FRAGOLÀ, VERSO UNA STAGIONE RECORD NONOSTANTE IL CLIMA. “GDO SEMPRE PIÙ INTERESSATA”

È Attesa una produzione record per Fragolà, il brand lanciato nel 2012 dal gruppo veronese Ceradini, che quest’anno sfiora le 400 mila piante coltivate in montagna, sui Monti Lessini, nel Veronese, sotto il Comune di Velo Veronese in coltivazione fuorisuolo e in coltura protetta. Le coltivazioni si estendono su quasi 7 ettari di terreno, per un totale di 35 chilometri di filari, che lo rende l’impianto di fragole coltivate in montagna più grande d’Europa.

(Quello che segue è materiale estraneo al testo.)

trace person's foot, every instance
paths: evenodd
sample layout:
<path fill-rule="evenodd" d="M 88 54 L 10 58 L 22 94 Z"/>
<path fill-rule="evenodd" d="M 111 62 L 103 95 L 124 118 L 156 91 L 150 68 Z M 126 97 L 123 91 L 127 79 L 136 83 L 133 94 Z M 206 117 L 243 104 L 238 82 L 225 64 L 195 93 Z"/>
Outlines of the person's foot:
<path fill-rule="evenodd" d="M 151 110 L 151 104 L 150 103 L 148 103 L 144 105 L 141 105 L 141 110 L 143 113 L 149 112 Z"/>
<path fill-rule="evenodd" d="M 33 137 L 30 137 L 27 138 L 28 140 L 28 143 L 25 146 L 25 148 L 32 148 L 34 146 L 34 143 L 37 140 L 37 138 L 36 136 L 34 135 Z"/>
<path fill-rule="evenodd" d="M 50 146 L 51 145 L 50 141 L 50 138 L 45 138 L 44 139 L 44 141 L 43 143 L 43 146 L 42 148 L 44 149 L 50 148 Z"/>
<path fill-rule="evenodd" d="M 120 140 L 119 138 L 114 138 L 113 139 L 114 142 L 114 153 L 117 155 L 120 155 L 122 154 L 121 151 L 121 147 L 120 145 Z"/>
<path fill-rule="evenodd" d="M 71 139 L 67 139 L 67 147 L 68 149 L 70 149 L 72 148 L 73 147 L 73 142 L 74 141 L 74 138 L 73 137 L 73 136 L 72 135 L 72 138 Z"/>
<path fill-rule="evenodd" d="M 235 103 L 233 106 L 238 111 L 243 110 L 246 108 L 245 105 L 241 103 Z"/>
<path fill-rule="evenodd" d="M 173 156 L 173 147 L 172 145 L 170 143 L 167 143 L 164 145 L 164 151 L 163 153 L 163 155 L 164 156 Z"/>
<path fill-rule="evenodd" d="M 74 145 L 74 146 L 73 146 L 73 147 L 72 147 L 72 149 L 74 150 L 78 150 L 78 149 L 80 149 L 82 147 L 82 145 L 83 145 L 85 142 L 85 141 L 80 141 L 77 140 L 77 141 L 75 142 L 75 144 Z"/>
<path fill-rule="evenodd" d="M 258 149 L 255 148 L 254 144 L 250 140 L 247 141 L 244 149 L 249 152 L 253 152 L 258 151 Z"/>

La raccolta di questa settima stagione è iniziata a metà giugno, sebbene la piena produzione ci sarà dalla prossima settimana. La stagione si protrarrà fino a fine ottobre. “Ad oggi – spiega Massimo Ceradini (nella foto), titolare dell’azienda veneta conosciuta prima di tutto per la produzione e commercializzazione di kiwi – abbiamo superato 28 tonnellate di fragole. L’obiettivo finale è raggiungere 260 tons di prodotto. Le aspettative sono molto buone, nonostante il clima non sia stato particolarmente favorevole. Basti pensare che pochi giorni fa negli areali il termometro ha raggiunto i sei gradi”.

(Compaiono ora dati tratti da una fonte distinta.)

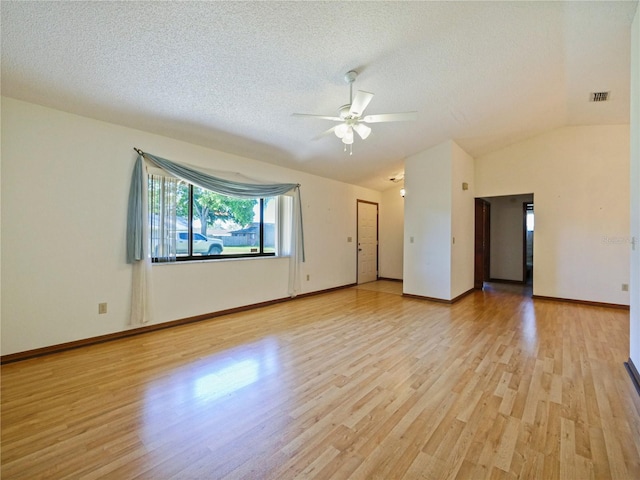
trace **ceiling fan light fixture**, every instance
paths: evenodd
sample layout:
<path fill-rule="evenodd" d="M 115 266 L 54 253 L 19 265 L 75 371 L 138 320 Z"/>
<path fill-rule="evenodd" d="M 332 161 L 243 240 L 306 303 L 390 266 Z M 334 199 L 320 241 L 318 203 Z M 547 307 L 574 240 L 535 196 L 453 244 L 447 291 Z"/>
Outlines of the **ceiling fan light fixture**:
<path fill-rule="evenodd" d="M 371 134 L 371 127 L 367 125 L 363 125 L 362 123 L 356 123 L 353 126 L 353 129 L 360 135 L 360 138 L 366 140 L 367 137 Z"/>
<path fill-rule="evenodd" d="M 348 131 L 349 131 L 349 125 L 347 125 L 346 123 L 341 123 L 340 125 L 336 126 L 333 133 L 335 133 L 336 137 L 338 138 L 344 138 L 344 136 L 347 134 Z"/>
<path fill-rule="evenodd" d="M 346 145 L 351 145 L 353 143 L 353 129 L 351 127 L 347 127 L 347 132 L 342 137 L 342 142 Z"/>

I riscontri sul mercato, già buoni nelle annate passate, stanno aumentando ulteriormente. “L’interesse della gdo è in costante crescita – afferma Ceradini – e le catene distributive nazionali che hanno scommesso su Fragolà sono in aumento: ad oggi sono sette. Dopo un’iniziale diffidenza legata al prezzo – Fragolà si pone in una fascia premium – la qualità del prodotto, dal punto di vista organolettico, di gusto e visivo, è tale che le richieste aumentano, riconoscendo il valore del frutto”.

Riscontri in crescendo che ha permesso a Ceradini, solo con il progetto di Fragolà, di arrivare a circa 1,5 milioni di euro di fatturato, incidendo per circa il 30% sul giro d’affari complessivo dell’impresa scaligera. Una cifra destinata comunque a crescere ulteriormente a breve termine.

Per quanto riguarda il kiwi, Ceradini traccia un bilancio dell’annata 2017-2018. “Buone le quotazioni staccate, ma come trend di stagione è stata un’annata pessima. I pochi volumi realizzati con un calo del 22% ha generato un calo delle vendite molto più marcato che ha toccato il -40%. Da sottolineare inoltre la presenza sempre più massiccia della Grecia che ha piantato la propria bandierina su tutti i mercati di riferimento. La prossima stagione sarà il competitor di riferimento”.

Infine buone notizie dal portainnesto Sav 1, che dallo scorso anno è stato già adottato da una quarantina di aziende italiane ed estere per evitare la morìa del kiwi (leggi news). “Finora – sostiene Ceradini – i risultati sono eccellenti”.